- Born: 25 July 1860 Palazzolo Vercellese, Piedmont-Sardinia
- Died: 15 January 1937 (aged 76) Rome, Italy
- Education: University of Turin
- Known for: Biginelli reaction
- Scientific career
- Fields: organic chemistry
- Workplaces: University of Florence
- Doctoral advisor: Icilio Guareschi

= Pietro Biginelli =

Italian chemist

Pietro Biginelli (25 July 1860 – 15 January 1937) was an Italian chemist, who discovered a three-component reaction between urea, acetoacetic ester and aldehydes (Biginelli reaction). He also studied various aspects of sanitation chemistry and chemical products' quality control.

==Biography==

Biginelli is born on 25 July 1860 in Palazzolo Vercellese which was back then the Kingdom of Piedmont-Sardinia. He attended the University of Turin, studying under Icilio Guareschi, a well-known Italian chemist and chemistry historian. In 1885, he was already a 4th-year student.

By 1891, Biginelli worked at the chemical laboratory at the University of Florence, where 2 years later he developed a method which later would be known as Biginelli Pyrimidine synthesis. In 1897, he was already in Rome, as a privatdozent.

In 1901, Biginelli, as coadjutor, moved to the Chemical Laboratory of State Medicine in Rome, where he was working as an assistant of Bartolomeo Gosio, a chemist known for his discovery of arsenic-containing volatile gas known as "Gosio gas". From 1925 to 1928, Biginelli worked as a director of the above-mentioned chemical laboratory.

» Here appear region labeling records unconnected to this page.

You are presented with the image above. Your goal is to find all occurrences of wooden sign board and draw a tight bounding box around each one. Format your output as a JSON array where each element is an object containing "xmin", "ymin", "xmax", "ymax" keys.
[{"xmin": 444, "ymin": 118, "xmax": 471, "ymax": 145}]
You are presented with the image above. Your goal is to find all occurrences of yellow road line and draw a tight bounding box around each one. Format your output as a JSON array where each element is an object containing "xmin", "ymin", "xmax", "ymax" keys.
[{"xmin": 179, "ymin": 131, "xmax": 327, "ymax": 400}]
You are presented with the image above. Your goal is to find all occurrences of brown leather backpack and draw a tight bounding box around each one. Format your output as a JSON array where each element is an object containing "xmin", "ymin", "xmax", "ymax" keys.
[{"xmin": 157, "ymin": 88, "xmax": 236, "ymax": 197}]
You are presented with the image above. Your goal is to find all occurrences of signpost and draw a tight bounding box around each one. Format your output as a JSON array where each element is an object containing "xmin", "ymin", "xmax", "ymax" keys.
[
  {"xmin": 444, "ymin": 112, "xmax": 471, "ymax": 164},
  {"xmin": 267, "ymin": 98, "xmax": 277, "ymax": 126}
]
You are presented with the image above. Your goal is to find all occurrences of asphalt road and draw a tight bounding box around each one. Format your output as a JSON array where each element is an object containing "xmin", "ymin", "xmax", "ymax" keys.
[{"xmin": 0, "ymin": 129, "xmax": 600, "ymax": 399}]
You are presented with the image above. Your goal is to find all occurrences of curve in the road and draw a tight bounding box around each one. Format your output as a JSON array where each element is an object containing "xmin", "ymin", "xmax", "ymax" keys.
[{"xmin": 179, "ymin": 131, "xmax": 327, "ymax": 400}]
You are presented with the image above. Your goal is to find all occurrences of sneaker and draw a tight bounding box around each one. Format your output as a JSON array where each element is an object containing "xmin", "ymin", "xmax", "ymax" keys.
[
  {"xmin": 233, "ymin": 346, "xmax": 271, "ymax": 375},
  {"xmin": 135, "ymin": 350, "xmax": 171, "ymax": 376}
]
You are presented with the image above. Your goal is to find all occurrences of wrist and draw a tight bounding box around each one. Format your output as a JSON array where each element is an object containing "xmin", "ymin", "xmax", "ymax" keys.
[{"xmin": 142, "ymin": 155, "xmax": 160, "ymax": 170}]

He died in Rome on 15 January 1937.

==Scientific interests==

Biginelli's first known scientific work, in which he was a co-author of his mentor Icilio Guareschi, was focused on synthesis and reactivity of chlorobromonaphthalene. Already in the University of Florence, Biginelli described a three-component reaction between urea, aldehyde, and ethyl acetoacetate, which was at first incorrectly interpreted as one leading to the formation of alpha-benzuramido-crotonacetic ester, or ethyl-alpha-salicyluramido-crotonate with open-chain acyclic structures. However, later he corrected himself this interpretation and expanded his initial studies, showing that the end products actually were pyrimidines. However, Biginelli did not change the chemical names presented earlier.

Another scope of his research interests emerged when he was assistant of Bartolomeo Gosio. At that time, it was known that certain poisonous volatile arsenic species tend to form at molds growing on wallpapers painted by arsenic-containing paints. Finally, Gosio and Biginelli succeeded in isolating and analyzing the species: when Gosio gas was passed into a solution of mercuric chloride in dilute HCl (Biginelli's solution) a crystalline precipitate was formed.

A small vial of the Gosio/Biginelli mercurichloride is to this day preserved at The Museum of the History of Medicine (Museo di Storia della Medicina) in Rome, Italy. Under the printed name "Laboratorio Batteriologico della Sanità Pubblica" is handwritten, "arsina penicillare comp. mercurico". From analysis of this material and of the gas itself it appeared that the gas was diethylarsine. Later, however, it was found that gas discovered by Gosio and Biginelli was in fact trimethylarsine.

Biginelli stated in 1911 that tannin has the formula C_{41}H_{32}O_{25} and that it was probably a glucoside. These conclusions were based on the property shown by tannin of forming additive products with water, alcohol, and ether, (which are stable even in vacuum) and also on the loss of carbon dioxide and water with formation of hexa-hydroxy-benzophenone, when tannin is heated in aqueous solution with lead dioxide (the amount of carbon dioxide liberated was estimated).

In 1914, Biginelli showed that aristoquinine and quinine carbonate placed in market by Bayer and Zimmer in 1898 were not the salts of carbonic acid, that true quinine carbonate is very bitter, that their action on the organism is slight and slow compared with that of quinine, and that euquinine is ethyl quinine carboxylate, C_{20}H_{23}O_{2}N_{2} ·COOC_{2}H_{5}, and aristochin, carbonylquinine, (C_{20}H_{23}O_{2}N_{2} ) _{2}CO.

After leaving his post as a director of the Chemical Laboratory of State Medicine, Biginelli, as he himself stated, focused mainly on the problems of chemical commodity research, e.g. distinguishing between true and false tannates of commercial quinine, artificial tannins, etc.